During the course of events I discovered the opportunity to get my clutches into some pea straw! This will be a timely addition to the vegetable plot which from now on suffers an almost daily water deficit. Nothing is more gratifying to me than knowing I may be able to capture some of this rain by the addition of this pea straw as a mulch. But wait, there’s more!! Not only does it help retain moisture, it keeps the soil temperature from reaching degrees seemingly high enough to slow cook the vegetables and that’s not all! As the mulch rots away it adds to the soil structure and provides extra nutrients particularly nitrogen. Who needs a money back guarantee? Not me, I know have a good investment.
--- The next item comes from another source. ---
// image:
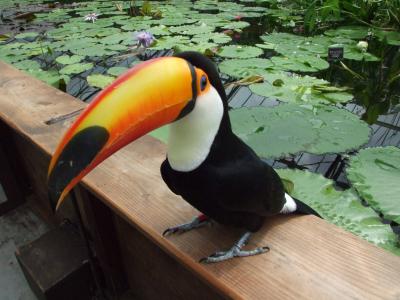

Pea straw was just one example of the good things to come out of having people through the garden. It is always a pleasure for me to chat away about plants and gardens, ideas and experiences. A garden should be more than just a vegetable patch, it should be a place for rest, contemplation and ideas, a place to invigorate the mind, an escape. The Garden Safari is good opportunity to see gardeners’ responses not only to their physical environment but also their cultural needs. No two gardens, obviously, will ever be the same and to all those other gardeners in this year’s safari I congratulate them on their efforts. There is no avoiding the fact there is a lot of hard graft goes into creating these places. To all the organisers and sponsors I say thank you and also congratulations on a brilliant event, lastly to the visitors for their generosity and support. I have to admit to great trepidations about having a bunch of strangers tramping around my garden (tramp being the operative word in our case as we have a very steep site). I needn’t have worried everyone was most accommodating and free with compliments, thank you.

I believe this year’s safari has raised more money for the very good cause of the Jassy Dean trust, raising money to support those families with ill children. So I now look forward to next year’s event with relish!